The past three have years have not been kind to many corporate reputations, nor to those of the people who lead them. The explosion of online investigative inquiry as well as the analysis of what its practitioners unearth has given PR firms and corporate communicators lots to 'manage' but has not raised the state of performance.
In striving to shape, frame and spin - the sculptural metaphors abound in this business - professionals and their clients appear to ignore a central theme; that reputation is based on performance and performance is most often assessed within the framework of standards, values and metrics the subject itself presents to the world. There is nothing an investigator or journalist loves more than a good contradiction which can be turned into a morality tale about hypocrisy.
The nature of global interest in the complexities of this subject is exemplified by the review below: a book by an American whose work is being published in India. As society derives more of its news, information and viewpoints from the internet, society will, in turn, need to keep the interrelationship of behavior and reputation in mind as it both performs and communicates about performance. JL
D. Murali reports in The Hindu (hat tip Leslie Gaines Ross):
Though reputation, like trust, is not a new concept in business, there has been an explosion of interest around the subject since the mid-1990s, observes Dov Seidman in ‘How,’ recently out as a reprint from Wiley India. He rues, however, that a fair amount of the current interest in reputation revolves around creating and managing corporate reputation as an extension of brand awareness in the marketplace, an effort colonised by public relations and corporate communications departments and consultant. Conditions of transparency
The problem with external approaches to corporate reputation and trust, as the author explains, is that they look at reputation as a silo to be managed, a story to be spun. “This thinking, with its roots in fortress capitalism, stands little chance of success today. To truly thrive in the internetworked world, business and the people who labour in business need to find a way to operate within the new conditions of transparency and interconnectedness…”
The book cites an apt quote of McDonald’s CEO Jim Skinner, that transparency means people have a very clear look at your behaviour, and that they now make their own determination of whether or not your behaviour adds value, whether it is significant relative to your success, and whether or not the behaviours are part of the integrity and ongoing culture of a company.
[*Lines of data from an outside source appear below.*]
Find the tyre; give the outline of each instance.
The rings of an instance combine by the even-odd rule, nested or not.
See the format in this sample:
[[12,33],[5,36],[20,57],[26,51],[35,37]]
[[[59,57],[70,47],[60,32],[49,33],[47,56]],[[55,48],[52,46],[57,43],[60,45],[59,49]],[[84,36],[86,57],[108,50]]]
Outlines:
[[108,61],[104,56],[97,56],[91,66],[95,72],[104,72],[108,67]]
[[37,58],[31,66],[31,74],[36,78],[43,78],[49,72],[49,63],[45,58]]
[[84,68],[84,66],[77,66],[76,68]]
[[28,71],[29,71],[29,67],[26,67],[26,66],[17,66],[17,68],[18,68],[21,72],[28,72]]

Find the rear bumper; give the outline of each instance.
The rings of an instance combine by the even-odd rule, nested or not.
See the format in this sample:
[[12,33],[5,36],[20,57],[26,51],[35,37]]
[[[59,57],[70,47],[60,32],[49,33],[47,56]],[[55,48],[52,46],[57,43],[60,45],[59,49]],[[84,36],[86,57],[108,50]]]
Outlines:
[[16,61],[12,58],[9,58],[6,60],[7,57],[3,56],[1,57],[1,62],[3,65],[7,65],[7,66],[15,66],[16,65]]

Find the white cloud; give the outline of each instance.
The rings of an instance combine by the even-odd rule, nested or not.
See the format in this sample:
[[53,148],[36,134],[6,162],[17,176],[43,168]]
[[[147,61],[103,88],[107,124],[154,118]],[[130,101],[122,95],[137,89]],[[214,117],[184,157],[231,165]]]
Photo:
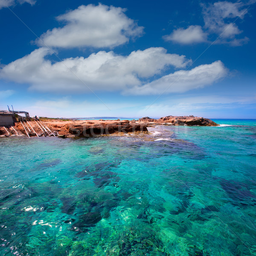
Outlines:
[[191,62],[184,55],[166,53],[162,47],[132,52],[128,56],[101,51],[87,58],[65,59],[52,63],[46,48],[37,49],[0,70],[0,78],[28,84],[30,89],[45,92],[87,92],[92,90],[122,91],[141,86],[172,65],[185,67]]
[[[30,116],[49,117],[89,117],[91,116],[129,116],[134,117],[141,107],[140,102],[120,102],[118,99],[104,101],[106,108],[99,101],[80,101],[70,97],[50,99],[48,100],[35,99],[33,102],[22,102],[18,106],[26,109]],[[17,104],[17,103],[16,103]]]
[[13,90],[0,90],[0,99],[5,99],[12,96],[15,93]]
[[24,3],[28,3],[31,5],[33,5],[36,2],[34,0],[0,0],[0,9],[4,7],[9,7],[10,6],[15,5],[17,3],[22,4]]
[[222,62],[217,61],[190,70],[176,71],[146,84],[135,86],[125,93],[136,95],[160,94],[164,92],[183,93],[210,84],[224,77],[227,72]]
[[143,28],[128,18],[125,11],[100,4],[81,6],[57,17],[66,24],[48,30],[36,43],[40,46],[64,48],[113,47],[123,44],[131,38],[141,36]]
[[163,38],[166,41],[189,44],[194,43],[201,43],[207,41],[207,34],[200,26],[190,26],[187,29],[178,29],[173,31],[171,35],[165,35]]

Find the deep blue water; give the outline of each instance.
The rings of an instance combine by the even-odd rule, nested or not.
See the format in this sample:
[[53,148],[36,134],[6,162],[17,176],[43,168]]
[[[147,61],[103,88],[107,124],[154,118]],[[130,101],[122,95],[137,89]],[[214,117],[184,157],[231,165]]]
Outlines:
[[256,122],[219,123],[0,138],[0,255],[256,255]]

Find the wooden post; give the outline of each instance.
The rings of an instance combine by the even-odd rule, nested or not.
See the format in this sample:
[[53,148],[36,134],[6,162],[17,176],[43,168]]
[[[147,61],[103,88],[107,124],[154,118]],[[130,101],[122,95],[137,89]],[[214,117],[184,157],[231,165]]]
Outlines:
[[36,122],[36,124],[38,125],[38,127],[43,131],[43,132],[44,134],[44,136],[46,137],[46,134],[45,134],[44,131],[44,130],[43,130],[43,129],[42,129],[42,128],[41,128],[41,127],[39,125],[38,125],[38,122],[36,121],[36,120],[35,120],[35,122]]
[[12,134],[10,134],[10,133],[7,131],[7,130],[6,129],[6,128],[4,126],[3,128],[5,129],[6,131],[7,132],[7,133],[10,135],[11,136]]
[[17,135],[18,136],[20,136],[20,135],[18,133],[18,132],[12,127],[12,126],[11,126],[11,127],[12,127],[12,129],[13,129],[13,130],[14,130],[14,131],[16,132],[16,133],[17,134]]
[[[38,121],[38,122],[41,122],[41,125],[43,125],[43,123],[41,121]],[[56,137],[56,136],[53,134],[53,133],[46,126],[46,125],[44,125],[51,133],[55,137]]]
[[30,125],[30,124],[28,122],[27,122],[28,123],[28,124],[29,124],[29,126],[30,126],[30,127],[31,127],[31,129],[32,129],[32,130],[33,130],[33,131],[34,131],[34,132],[36,134],[36,136],[38,137],[39,137],[39,136],[38,135],[38,134],[36,133],[36,132],[35,132],[35,130],[34,130],[34,129],[33,129],[33,127],[32,127],[32,126],[31,126],[31,125]]
[[39,120],[38,120],[38,122],[39,123],[40,123],[41,125],[42,126],[42,127],[43,127],[43,128],[44,128],[44,131],[46,131],[46,132],[47,132],[48,135],[50,137],[51,135],[50,135],[50,134],[49,134],[49,133],[48,132],[47,130],[44,127],[44,125],[41,123],[41,122],[40,122],[40,121]]
[[29,129],[29,131],[31,132],[31,131],[30,131],[30,129],[29,128],[28,126],[26,125],[26,124],[25,122],[24,122],[24,123],[25,124],[25,125],[26,125],[26,127]]
[[20,120],[20,122],[21,123],[21,124],[22,125],[22,126],[23,126],[23,128],[24,128],[24,130],[25,130],[25,131],[26,131],[26,133],[27,134],[27,135],[28,136],[29,138],[30,138],[30,137],[29,136],[29,134],[27,133],[26,130],[26,128],[25,128],[25,126],[23,125],[23,124],[22,123],[22,121],[21,120]]

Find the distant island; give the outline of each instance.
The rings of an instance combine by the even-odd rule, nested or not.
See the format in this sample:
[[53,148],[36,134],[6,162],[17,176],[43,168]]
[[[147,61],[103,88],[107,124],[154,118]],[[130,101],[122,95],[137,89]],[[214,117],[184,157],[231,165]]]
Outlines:
[[25,135],[28,137],[55,136],[60,137],[90,137],[114,133],[147,133],[147,127],[157,125],[216,126],[218,124],[207,118],[192,115],[168,116],[159,119],[148,116],[138,119],[120,120],[115,117],[102,116],[61,119],[40,118],[32,121],[15,122],[15,128],[0,127],[0,135],[10,137]]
Reputation is weighed not only by the customers but also by other stakeholders such as investors and employees, reminds Seidman. In the working world today, he says, most of us see ourselves as freelancers, staying with a job or an organisation as long as its goals and the benefits we can accrue in the pursuit of them remain tightly aligned with our own.
What the talented look for
The author mentions an insight from Jeffrey Kindler, ex-CEO of Pfizer, that really talented people are inspired to work in a place that gives them ample opportunity and resources with which to grow and develop as a person and make meaningful contributions; to work for and with people who share their belief system, their professional aspirations, and their objectives for what the enterprise can accomplish; and to work in an enterprise that is somehow making the world a better place in some dimension that is important to them.
To those who may like to discount Kindler’s top thoughts because of the $34 million severance package he took, it can be educative, however, to read about the difference that reputation makes at the entry level recruiting. The book reports the finding of a survey of about 800 MBAs from 11 leading North American and European schools, that more than 97 per cent said they were willing to forgo, on average, 14 per cent of their expected income to work for an organisation with a better reputation for getting its ‘hows’ right.
“A reputation for doing it right and for caring about employees both rose to the top third of the list of 14 attributes these MBAs most valued in a prospective employer, proving to be about 77 per cent as important as the top criterion of intellectual challenge and only slightly below financial package in relative importance.”
Not spin
Echoing the view of Charles Fombrun of the Reputation Institute that reputation is not about spin but it is the merging of what is real with what people think about you, the author notes that the brain is exceptionally good at recognising conflicting messages. “If those to whom you are communicating sense dissonance or apparent conflict between your carefully crafted message and the realities of your behaviour, they will quickly turn away.”
Emphasising, therefore, that reputation is something holistic and authentic, the author calls for a shift in our thinking – from managing reputation to earning it – to thrive in the transparent, connected world. He advises that reputation cannot be spun like the gossamer threads of a spider’s web intended to catch flies, but must be built, brick by brick – one communication and one interaction at a time – to form a structure capable of sheltering the aspirations of those who wish to live there. “You cannot get to a good reputation by cutting corners; reputation is on the square, or not at all.”